Static Topic Bridges
Zero-Day Vulnerabilities and AI-Assisted Exploitation
A zero-day vulnerability is a software flaw unknown to the vendor or without an available patch at the time of discovery. The term "zero-day" refers to the fact that developers have "zero days" to fix a problem that is already being exploited. Historically, zero-days are discovered by human security researchers or criminal actors; AI systems capable of autonomous zero-day discovery represent a qualitative shift in the threat landscape.
- AI-powered vulnerability scanners can analyse entire codebases at machine speed, far exceeding human review throughput
- Privilege escalation attacks move from low-privilege to high-privilege system access by chaining multiple vulnerabilities — a technique now automated by Mythos
- India's CERT-In (Computer Emergency Response Team — India), established under the Information Technology Act, 2000 (Section 70B), is the nodal agency for cybersecurity incident response
- CERT-In issued controversial mandatory reporting directions in April 2022 (effective June 2022) requiring all entities to report cybersecurity incidents within 6 hours (later debated internationally for being too tight)
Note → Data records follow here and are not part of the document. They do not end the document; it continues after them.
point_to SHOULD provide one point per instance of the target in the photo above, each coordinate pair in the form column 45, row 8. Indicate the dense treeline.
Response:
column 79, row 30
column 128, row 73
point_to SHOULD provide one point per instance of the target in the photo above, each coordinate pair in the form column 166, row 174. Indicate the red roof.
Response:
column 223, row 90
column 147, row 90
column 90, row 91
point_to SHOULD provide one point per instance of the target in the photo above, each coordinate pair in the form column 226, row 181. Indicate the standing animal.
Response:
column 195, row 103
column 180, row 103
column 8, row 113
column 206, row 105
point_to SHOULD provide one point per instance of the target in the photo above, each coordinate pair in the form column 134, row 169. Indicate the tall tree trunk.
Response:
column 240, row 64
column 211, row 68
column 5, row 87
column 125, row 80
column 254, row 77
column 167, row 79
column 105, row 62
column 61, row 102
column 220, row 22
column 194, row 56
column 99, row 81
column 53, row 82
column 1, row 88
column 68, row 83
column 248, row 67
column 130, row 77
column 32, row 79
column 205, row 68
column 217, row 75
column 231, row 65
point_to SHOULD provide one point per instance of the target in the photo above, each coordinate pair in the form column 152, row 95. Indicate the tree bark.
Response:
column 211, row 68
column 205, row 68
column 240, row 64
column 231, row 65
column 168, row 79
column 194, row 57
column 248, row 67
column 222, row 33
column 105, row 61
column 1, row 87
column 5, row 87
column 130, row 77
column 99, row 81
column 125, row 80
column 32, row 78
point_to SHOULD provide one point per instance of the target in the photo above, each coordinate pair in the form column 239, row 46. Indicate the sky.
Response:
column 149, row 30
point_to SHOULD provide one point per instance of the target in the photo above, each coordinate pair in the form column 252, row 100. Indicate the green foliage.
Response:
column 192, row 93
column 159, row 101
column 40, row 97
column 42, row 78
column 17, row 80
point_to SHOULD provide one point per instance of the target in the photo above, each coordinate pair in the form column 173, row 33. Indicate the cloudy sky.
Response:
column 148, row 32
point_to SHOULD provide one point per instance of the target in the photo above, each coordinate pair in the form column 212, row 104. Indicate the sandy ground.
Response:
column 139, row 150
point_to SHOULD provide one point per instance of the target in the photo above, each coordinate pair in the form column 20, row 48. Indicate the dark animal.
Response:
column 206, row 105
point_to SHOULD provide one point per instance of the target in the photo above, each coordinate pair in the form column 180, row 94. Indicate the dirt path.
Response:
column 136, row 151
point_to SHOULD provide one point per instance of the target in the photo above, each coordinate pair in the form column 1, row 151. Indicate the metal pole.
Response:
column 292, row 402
- India's National Cyber Security Policy (2013) — the primary overarching framework — is due for a comprehensive update
Connection to this news: An AI capable of discovering decade-old vulnerabilities at scale fundamentally alters CERT-In's threat environment — reactive patch management is insufficient; proactive AI-aided code auditing becomes critical.
Dual-Use Technology — Governance and Policy Frameworks
Dual-use technology refers to technologies developed for civilian or commercial purposes that can also be applied for military or harmful ends. In cybersecurity, the same tool that finds vulnerabilities for defensive patching can be used offensively. International governance of dual-use tech relies on export controls, multilateral agreements, and responsible disclosure frameworks.
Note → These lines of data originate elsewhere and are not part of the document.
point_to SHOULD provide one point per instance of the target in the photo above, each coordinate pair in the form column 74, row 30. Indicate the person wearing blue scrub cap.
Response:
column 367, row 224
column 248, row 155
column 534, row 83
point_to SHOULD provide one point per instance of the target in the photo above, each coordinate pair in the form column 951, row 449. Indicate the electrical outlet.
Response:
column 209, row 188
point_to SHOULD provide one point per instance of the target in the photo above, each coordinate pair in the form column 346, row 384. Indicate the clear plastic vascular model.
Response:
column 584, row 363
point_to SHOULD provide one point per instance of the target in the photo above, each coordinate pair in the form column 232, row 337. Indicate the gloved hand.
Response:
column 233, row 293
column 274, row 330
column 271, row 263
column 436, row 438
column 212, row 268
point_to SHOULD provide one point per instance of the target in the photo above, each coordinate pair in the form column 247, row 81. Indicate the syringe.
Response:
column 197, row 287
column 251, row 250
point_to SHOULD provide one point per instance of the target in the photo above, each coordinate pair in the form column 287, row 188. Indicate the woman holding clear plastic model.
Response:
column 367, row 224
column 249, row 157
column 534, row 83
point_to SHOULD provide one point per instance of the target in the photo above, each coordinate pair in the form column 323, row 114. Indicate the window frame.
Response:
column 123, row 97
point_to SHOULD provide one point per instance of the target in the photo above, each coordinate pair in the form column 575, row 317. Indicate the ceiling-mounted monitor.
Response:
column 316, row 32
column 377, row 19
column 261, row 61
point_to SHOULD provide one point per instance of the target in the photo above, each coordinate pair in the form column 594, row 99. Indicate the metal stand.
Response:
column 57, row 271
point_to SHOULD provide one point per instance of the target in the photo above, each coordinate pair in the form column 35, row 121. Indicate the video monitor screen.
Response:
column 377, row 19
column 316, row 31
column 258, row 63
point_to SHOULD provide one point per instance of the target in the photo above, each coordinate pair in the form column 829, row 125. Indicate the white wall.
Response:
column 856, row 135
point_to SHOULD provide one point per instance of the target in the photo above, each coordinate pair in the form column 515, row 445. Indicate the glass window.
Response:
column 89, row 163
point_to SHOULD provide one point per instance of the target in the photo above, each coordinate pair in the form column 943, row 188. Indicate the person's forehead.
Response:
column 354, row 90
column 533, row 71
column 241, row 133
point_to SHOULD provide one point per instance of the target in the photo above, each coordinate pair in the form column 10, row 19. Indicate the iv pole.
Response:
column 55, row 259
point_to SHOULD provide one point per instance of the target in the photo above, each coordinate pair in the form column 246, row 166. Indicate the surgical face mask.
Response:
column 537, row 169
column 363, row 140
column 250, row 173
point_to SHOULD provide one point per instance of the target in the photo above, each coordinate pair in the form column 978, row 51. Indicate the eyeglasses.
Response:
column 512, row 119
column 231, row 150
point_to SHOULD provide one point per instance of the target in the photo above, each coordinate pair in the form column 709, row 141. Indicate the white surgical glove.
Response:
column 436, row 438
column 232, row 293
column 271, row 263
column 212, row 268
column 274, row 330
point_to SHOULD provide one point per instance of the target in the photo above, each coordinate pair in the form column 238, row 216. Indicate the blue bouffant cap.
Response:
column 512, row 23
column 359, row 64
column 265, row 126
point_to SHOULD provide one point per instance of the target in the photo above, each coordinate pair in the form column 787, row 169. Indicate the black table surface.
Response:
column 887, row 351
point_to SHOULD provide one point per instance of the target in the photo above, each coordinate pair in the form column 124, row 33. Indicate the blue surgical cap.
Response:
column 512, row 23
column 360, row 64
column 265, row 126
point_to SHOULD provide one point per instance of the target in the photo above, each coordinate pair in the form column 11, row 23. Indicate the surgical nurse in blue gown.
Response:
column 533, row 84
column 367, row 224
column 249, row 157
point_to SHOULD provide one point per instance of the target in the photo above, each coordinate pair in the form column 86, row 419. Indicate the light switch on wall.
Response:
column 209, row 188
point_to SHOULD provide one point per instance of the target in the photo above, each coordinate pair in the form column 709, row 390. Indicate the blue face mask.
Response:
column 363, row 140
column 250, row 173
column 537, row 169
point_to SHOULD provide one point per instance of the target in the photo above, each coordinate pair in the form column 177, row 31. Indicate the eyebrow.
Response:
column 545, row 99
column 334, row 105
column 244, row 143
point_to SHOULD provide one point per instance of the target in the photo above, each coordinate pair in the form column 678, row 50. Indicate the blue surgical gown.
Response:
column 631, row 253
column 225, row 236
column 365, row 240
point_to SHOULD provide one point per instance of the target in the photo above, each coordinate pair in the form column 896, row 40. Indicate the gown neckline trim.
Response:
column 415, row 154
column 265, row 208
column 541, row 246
- Wassenaar Arrangement (1996): Multilateral export control regime covering dual-use technologies including cybersecurity tools; India acceded in 2017
- Budapest Convention on Cybercrime (2001): First binding international treaty on cybercrime; India has not acceded (remains a matter of policy debate)
- Responsible Vulnerability Disclosure (RVD) norms require researchers to notify vendors before public release — a practice formalised in CERT-In guidelines
- India's IT (Amendment) Act, 2008 and Digital Personal Data Protection Act, 2023 are the primary legislative pillars for cyber governance alongside the forthcoming Digital India Act
- The Mythos model's selective deployment mirrors export control logic applied within the private sector — capability containment through access restriction
Connection to this news: Project Glasswing operationalises a private-sector dual-use governance model: restricting access to a small trusted group while harnessing capability for defence — a template regulators and policymakers globally, including India, are watching closely.
India's IT Sector and Cybersecurity Exposure
India's IT and ITeS sector contributes approximately 7.5% of GDP and employs over 5.4 million professionals directly. India manages software infrastructure for global financial institutions, healthcare systems, and government platforms, making vulnerabilities in widely used open-source software a direct risk to Indian service providers and their clients.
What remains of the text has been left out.